Il y a les mots doux et les plus durs, ceux que l’on aime entendre, ceux que l’on murmure. Il y a les mots qui servent de grandes causes, d’autres qui se font plus rares et timides. Puis il y a ceux qui créent un refrain et une chanson, ceux qui nous suivent tout au long de notre chemin. Mais qu’arrive-t-il si un jour nous perdons tous ces mots, ces compagnons de route, qui nous sont si précieux ?
Ne vous fiez pas aux apparences. Jeanne a beau avoir dix ans, être douce et timide, elle n’en cache pas moins un caractère fort et surprenant.
Jeanne aime les cours de français, elle aime écrire et imaginer de longues péripéties. D’ailleurs, elle est sur le point de traverser l’océan, en bateau, pour rejoindre son père qui vit sur l’autre continent. Malheureusement, rien ne se passe comme prévu : remake de Titanic, l’iceberg et l’histoire d’amour en moins, le bateau chavire et tout l’équipage sombre dans les abysses.
Jeanne, elle, est saine et sauve. Ce qui l’a sauvée ? Avoir pensé très fort à un mot, son favori, celui qui résonne comme un havre de paix, celui qui l’aide à oublier la noirceur des heures : « douceur ». Deux syllabes, « doux » et « sœur », qui lui offrent confiance et détermination.
Pourtant, quelque chose ne va pas. Certes, Jeanne est en vie tout comme son frère Thomas qui l’accompagne. Mais rien, aucun son, aucun mot, plus rien ne sort de leurs bouches. Muets, ils ont perdu tout leur vocabulaire, envolé par les rafales de la tempête qui les a menés ici.

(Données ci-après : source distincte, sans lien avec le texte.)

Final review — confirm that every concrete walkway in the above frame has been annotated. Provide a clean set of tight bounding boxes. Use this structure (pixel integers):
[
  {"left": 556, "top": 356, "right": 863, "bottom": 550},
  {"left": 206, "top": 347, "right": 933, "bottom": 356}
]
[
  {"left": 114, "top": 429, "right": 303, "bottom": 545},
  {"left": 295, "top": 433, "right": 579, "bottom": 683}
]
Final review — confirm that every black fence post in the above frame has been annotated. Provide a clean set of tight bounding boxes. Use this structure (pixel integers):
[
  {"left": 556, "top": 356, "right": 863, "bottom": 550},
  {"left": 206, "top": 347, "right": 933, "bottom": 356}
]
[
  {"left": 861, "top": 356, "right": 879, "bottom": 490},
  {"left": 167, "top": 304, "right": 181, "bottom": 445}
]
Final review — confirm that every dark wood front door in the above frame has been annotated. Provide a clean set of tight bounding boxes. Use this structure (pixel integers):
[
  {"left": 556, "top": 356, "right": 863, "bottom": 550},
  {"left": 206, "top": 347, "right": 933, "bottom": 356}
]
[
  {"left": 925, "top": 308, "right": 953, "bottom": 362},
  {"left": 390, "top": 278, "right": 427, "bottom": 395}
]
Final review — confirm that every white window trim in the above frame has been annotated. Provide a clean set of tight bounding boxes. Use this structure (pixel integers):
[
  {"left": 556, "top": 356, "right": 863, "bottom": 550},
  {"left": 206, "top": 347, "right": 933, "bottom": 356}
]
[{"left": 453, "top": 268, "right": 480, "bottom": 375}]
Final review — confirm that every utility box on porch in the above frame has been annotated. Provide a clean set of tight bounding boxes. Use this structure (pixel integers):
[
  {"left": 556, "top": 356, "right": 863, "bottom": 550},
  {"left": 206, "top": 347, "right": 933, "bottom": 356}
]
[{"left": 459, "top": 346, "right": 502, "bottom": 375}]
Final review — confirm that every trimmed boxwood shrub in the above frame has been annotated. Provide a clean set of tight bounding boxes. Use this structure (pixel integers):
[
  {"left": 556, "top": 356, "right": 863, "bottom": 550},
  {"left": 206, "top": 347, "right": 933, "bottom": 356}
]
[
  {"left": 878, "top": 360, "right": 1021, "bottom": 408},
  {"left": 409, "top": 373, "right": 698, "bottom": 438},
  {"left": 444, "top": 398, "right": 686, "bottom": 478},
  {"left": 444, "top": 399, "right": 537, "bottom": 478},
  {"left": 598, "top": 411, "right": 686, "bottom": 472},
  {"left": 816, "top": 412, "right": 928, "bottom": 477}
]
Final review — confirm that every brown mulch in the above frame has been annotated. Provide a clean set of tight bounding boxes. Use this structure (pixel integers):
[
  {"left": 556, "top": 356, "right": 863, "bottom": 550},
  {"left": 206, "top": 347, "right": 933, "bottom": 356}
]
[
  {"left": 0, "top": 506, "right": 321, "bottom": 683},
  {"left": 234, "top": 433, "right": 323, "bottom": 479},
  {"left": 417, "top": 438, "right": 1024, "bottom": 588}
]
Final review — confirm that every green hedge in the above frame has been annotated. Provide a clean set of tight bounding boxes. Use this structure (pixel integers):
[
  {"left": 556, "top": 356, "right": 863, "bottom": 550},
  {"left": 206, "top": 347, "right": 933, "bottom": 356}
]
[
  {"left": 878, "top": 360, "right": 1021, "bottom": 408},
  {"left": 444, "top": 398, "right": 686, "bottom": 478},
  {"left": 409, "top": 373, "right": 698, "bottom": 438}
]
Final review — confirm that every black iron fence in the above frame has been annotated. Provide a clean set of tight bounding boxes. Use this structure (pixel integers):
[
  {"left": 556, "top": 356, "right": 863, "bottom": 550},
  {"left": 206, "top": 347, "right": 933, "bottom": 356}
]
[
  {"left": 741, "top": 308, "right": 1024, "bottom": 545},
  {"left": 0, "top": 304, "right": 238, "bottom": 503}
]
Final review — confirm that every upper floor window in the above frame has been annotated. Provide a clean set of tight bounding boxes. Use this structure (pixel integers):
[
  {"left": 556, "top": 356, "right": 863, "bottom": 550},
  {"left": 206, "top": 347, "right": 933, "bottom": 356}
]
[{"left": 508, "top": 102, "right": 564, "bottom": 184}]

Voilà donc leur nouvelle maison : une île où s’étendent à perte de vue les plages de sable fin et la mer. En parlant de la mer, en voilà de bien étranges poissons ! Jeanne s’approche, curieuse de voir ces drôles de formes apparaître. Un « a », un « e », un « t », voilà que la mer rend à Jeanne et Thomas ce que le vent leur a volé, des lettres, à l’image d’un Scrabble géant font leur apparition, des mots se dessinent, ces choses que Jeanne et Thomas ne connaissent plus.
Avec tout cela, ils n’ont pas vu arriver à leurs côtés deux musiciens vêtus de blanc. L’un d’entre eux se nomme Monsieur Henri. Il est sûr de lui, cette île a des pouvoirs magiques, en quelques jours, elle leur rendra l’usage de la parole.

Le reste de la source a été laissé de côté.